CGTN’s Frances Kuo has her story.
Inside a modest building in the capital of the U.S. state of Maryland, one woman is making quite a name for herself – Lily Qi.
“It’s barely there (on the roll call board)!” Qi exclaimed. “It’s so short!”
This year, Qi, with the two-letter last name, became the first Chinese-born state legislator in Maryland. It was a moment she believed – even early on – would come.
“I was overwhelmed with pride, a sense of excitement, being part of this moment in history,” Qi recalls.
Reaching this political post began with modest beginnings.
Qi was born and raised in Shanghai. When she was in her 20s, Qi decided to leave for the United States, alone, with the American dream in tow.

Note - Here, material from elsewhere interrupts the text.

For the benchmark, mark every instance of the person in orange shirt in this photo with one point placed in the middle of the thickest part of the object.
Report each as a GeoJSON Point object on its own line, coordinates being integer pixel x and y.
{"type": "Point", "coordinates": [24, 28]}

“My life in America has been chapter after chapter of struggles, to find who I am, to find what I can do, to overcome obstacles at every turn,” said Qi.
While working various jobs, she earned two master’s degrees, raised a family and built a career in higher education, and community and economic development.
Qi built a life and found her voice.
“I want to do things that show that we are here, and we’re part of the country and we have arrived,” said Qi. That drove her to pursue political office – an uphill battle.
Not only did people not recognize her name, let alone know how to pronounce it, she had no political base and none of the big endorsements enjoyed by rival candidates. “Nobody else like me had done it. Who was my role model?” said Qi.
Qi represents a district with a large Asian population. Getting those voters to the polls was not easy. So she turned to Chinese social media for help.
“WeChat is such a convenient and powerful tool for Chinese language speakers, even if they are fluent in English, most of the people I know still live on WeChat,” said Qi. “It’s their way of connecting with friends and family and getting informed. It’s more than social media, it’s their news channel, their entertainment, it’s everything basically.”
She used the tool to reach her Asian constituents, educating them about the importance of political participation.
It was a campaign that she ran simultaneously with a more traditional one reaching non-Asian and more experienced voters.
“Most people are immigrants in the Asian community and averse to the idea of politics, of joining a political party,” said Qi. “We cannot afford to be on the sidelines.”
Now Qi is on the front lines, riding the wave of an unprecedented shift in state and U.S. politics.
This year, the Maryland General Assembly and U.S. Congress broke records with the most female members.
“You can be anyone who you want to be, despite the circumstances,” said Qi.
She’s a woman with a short name, vowing to make a long-lasting impact.